Le mal est le même. Amérique et Europe sont très profondément, très fondamentalement, affectées. Si l'on en juge par la philosophie politique, le consensus idéologique entre droite et gauche, républicains et démocrates, les Etats-Unis sont plus gravement divisés. Si l'on en juge par l'économie, le taux de croissance, c'est l'Europe qui souffre le plus, elle est en récession quand l'Amérique peut se féliciter d'un 2,5% de hausse du PIB cette année.

L'anniversaire de Berlin n'a pas été cette journée qu'on a dit de l'indifférence et des reproches provoqués par les différences fondamentales des deux peuples, allemand et français, exacerbées par la crise. Parmi le millier d'invités –tous fils et filles de la troisième génération d'ouvriers de l'axe Paris-Bonn-Berlin–, le sentiment n'était pas peu fier d'un extraordinaire travail quotidien de dialogue et de rapprochement des points de vue. Nulle part au monde, deux pays se parlent autant, de tout, en permanence, de façon institutionnalisée.

Mais les discours étaient lourds, à l'image de la politique économique européenne anti-crise.
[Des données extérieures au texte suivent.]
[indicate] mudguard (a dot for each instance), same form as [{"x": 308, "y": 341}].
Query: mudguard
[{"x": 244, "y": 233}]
Catalogue de choses à faire, promesses de dialoguer encore, engagement qu'on restera soudés. Le président de la République fédérale, Joachim Gauck, l'a résumé à l'adresse de François Hollande:

«Il est une certitude que vous pouvez emporter avec vous à Paris: oui, les Allemands veulent l'Europe! Et ils la veulent toujours et uniquement sur le fondement de l'amitié profonde entre la France et l'Allemagne.»

Merci! Bravo! Mais quelle Europe? Nous resterons ensembles mais pour faire quoi? Qui sommes-nous ensemble?

Ecouter le discours inaugural du président Obama donne la réponse: le président réélu fait de la haute politique. «Serment», «dévouement», «credo fondateur», et un «nous le peuple» en scansion: forgés dans l'histoire longue, les mots osent et frappent. Ils pourraient être ridicules par leur simplicité, ils élèvent. C'est que le message dit beaucoup: «Les patriotes de 1776 n'ont pas combattu pour remplacer la tyrannie d'un roi par les privilèges de très peu.»

«Nous le peuple, on comprend que le pays ne peut réussir quand une minorité de plus en plus réduite va bien tandis qu'une majorité de plus en plus large a du mal. La prospérité américaine repose sur les épaules larges d'une classe moyenne.»

Barack Obama trouve les mots parce qu'il tranche net dans le débat politique: il engage un combat contre les inégalités et ce combat passe par une réhabilitation de l'Etat. Fin de l'ère Reagan pour qui «l'Etat est le problème». On verra ce qu'en fait le président dans les faits, mais une ligne claire est tracée.

L'Europe doit trancher enfin nettement son débat politique interne à elle, entre solidarité et souveraineté. La première, c'est-à-dire les instruments de convergence des pays et de croissance de l'ensemble, ne viendra que de l'abandon de la seconde. Il n'y a pas d'autre choix.

La crise s'est prolongée faute de trancher.

Et, cette décision une fois assumée, les mots viendront, comme ceux qu'ose Barack Obama, pour dire «nous les peuples d'Europe» voulons être ensemble pour défendre aux yeux du monde «avec fierté» ce que nous démontrons que nous sommes: un modèle de dialogue et d'humanisme.